The supporting industry of the textile and garment sector needs strong state backing, especially in terms of capital and policies to support the production of raw materials.

Source: Free Pics

High material costs

According to the Vietnam Textile and Apparel Association (VITAS), in the first seven months of 2022, production and business activities of textile and garment enterprises recorded favorable results, with total textile export turnover estimated at US$26.55 billion, up 16.5 percent over the same period in 2021.

However, Vietnamese enterprises are facing fierce competition with experienced textiles exporters to Pacific Rim markets of the Comprehensive and Progressive Agreement for Trans-Pacific Partnership (CPTPP) and to the EU, such as China, Bangladesh, Turkey, and India.

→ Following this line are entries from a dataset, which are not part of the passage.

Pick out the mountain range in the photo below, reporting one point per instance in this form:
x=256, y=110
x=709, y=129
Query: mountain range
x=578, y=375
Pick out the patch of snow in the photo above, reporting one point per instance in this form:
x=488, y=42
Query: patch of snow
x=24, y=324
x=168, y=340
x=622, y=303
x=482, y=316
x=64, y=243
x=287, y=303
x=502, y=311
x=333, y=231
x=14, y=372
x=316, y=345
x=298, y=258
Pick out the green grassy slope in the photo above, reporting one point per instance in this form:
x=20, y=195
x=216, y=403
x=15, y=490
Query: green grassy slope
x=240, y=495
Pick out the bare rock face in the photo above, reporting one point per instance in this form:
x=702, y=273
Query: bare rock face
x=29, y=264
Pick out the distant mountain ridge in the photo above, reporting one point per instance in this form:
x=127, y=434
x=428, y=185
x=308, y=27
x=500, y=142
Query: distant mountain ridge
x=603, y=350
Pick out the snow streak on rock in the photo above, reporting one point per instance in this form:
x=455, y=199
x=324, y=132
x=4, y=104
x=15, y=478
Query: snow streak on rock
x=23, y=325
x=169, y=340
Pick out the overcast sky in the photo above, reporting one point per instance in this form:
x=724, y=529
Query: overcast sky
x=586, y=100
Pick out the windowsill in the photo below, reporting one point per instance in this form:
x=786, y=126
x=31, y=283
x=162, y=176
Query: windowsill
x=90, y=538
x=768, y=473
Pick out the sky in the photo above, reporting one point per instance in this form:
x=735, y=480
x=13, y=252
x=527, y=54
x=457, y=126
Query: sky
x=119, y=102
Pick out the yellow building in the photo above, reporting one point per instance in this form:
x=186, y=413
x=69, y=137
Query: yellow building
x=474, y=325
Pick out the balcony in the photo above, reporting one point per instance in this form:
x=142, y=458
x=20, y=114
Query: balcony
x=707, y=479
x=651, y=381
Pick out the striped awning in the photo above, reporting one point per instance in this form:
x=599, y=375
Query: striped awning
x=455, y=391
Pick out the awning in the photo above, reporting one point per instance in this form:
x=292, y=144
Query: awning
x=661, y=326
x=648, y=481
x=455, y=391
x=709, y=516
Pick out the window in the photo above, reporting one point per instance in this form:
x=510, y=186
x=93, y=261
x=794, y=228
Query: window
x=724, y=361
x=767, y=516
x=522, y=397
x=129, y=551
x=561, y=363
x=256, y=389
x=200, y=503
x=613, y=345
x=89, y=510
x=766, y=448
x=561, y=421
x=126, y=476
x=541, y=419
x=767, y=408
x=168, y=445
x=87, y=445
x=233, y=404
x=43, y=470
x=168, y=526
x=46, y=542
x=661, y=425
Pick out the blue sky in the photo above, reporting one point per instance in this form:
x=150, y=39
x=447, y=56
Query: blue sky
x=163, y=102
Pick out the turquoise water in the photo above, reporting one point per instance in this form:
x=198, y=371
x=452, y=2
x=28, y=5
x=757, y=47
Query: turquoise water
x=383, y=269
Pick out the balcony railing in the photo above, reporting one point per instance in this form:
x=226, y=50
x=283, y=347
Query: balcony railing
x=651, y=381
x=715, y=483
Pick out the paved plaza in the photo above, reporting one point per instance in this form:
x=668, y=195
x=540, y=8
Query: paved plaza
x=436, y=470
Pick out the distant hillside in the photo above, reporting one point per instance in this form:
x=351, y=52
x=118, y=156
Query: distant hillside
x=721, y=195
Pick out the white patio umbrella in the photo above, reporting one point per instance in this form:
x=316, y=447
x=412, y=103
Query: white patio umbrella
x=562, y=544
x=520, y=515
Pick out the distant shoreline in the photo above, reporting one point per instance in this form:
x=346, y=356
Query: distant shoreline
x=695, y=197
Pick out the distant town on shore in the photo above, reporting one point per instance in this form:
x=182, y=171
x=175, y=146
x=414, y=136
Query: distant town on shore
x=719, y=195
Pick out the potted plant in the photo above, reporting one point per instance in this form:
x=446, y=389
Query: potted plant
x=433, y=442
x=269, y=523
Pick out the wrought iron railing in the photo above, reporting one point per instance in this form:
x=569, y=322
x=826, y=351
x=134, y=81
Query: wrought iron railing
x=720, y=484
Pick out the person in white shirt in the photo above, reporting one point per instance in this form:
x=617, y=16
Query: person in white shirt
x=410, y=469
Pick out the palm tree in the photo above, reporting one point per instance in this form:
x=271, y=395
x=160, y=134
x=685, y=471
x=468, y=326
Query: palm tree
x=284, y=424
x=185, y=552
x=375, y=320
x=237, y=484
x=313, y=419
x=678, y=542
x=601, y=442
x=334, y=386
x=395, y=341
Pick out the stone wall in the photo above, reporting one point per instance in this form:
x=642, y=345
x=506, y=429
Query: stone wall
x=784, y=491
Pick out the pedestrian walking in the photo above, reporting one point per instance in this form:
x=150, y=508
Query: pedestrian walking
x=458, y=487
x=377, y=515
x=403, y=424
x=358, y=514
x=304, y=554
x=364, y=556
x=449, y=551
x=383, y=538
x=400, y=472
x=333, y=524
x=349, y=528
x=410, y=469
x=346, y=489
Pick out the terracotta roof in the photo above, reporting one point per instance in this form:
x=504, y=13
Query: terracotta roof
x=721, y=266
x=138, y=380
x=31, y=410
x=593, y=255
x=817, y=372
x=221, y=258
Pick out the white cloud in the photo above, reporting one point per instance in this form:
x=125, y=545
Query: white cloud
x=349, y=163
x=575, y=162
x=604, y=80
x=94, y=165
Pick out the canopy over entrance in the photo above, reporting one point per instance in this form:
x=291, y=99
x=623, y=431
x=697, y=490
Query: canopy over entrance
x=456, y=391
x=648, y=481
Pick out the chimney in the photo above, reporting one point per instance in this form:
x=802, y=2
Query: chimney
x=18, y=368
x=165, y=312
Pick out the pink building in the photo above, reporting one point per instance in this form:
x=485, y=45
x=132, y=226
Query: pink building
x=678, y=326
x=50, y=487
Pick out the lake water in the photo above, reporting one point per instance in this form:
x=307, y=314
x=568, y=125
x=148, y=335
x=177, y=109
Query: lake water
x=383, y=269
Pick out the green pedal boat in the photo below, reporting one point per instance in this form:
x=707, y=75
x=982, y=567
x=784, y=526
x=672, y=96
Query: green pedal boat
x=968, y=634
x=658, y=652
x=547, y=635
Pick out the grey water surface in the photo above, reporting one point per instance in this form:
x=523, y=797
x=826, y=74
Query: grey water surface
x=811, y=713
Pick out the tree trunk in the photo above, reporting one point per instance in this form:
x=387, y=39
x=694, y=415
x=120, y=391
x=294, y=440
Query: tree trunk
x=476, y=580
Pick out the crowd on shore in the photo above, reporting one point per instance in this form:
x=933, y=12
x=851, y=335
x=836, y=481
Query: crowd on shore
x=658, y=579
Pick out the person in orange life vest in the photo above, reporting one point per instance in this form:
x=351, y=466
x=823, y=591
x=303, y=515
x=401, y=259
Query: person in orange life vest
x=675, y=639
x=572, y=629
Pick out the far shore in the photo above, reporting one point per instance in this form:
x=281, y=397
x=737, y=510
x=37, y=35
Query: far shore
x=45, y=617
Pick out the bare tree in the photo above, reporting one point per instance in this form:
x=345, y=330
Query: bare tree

VITAS explained that Vietnam now has to import up to 80 percent of fabrics for garment exports and despite the great efforts of domestic enterprises, the dependence on imported raw materials remains high. During the first seven months of 2022, the total import turnover of textile materials and accessories was estimated at US$15.48 billion, a year-on-year increase of 7.9 percent. They included cotton, textile fibers, fabrics of all kinds, and raw materials for the textile, garment, leather, and shoe industries and were mainly imported from China.

According to some experts, the development of the textile and garment support industry is still facing difficulties because many localities are not interested in developing textile and dyeing projects due to environmental pollution concerns. In addition, the production of raw materials and accessories requires technology and capital, while many Vietnamese enterprises, especially small and medium sizes, lack sufficient resources.

Meanwhile, under the rules of origin imposed by new-generation free trade agreements (FTAs), yarns and fabrics must be produced in Vietnam, used in Vietnam, or in other members of the FTAs, in order to qualify for preferential taxes. This requires textile enterprises to form and develop an entire domestic value chain.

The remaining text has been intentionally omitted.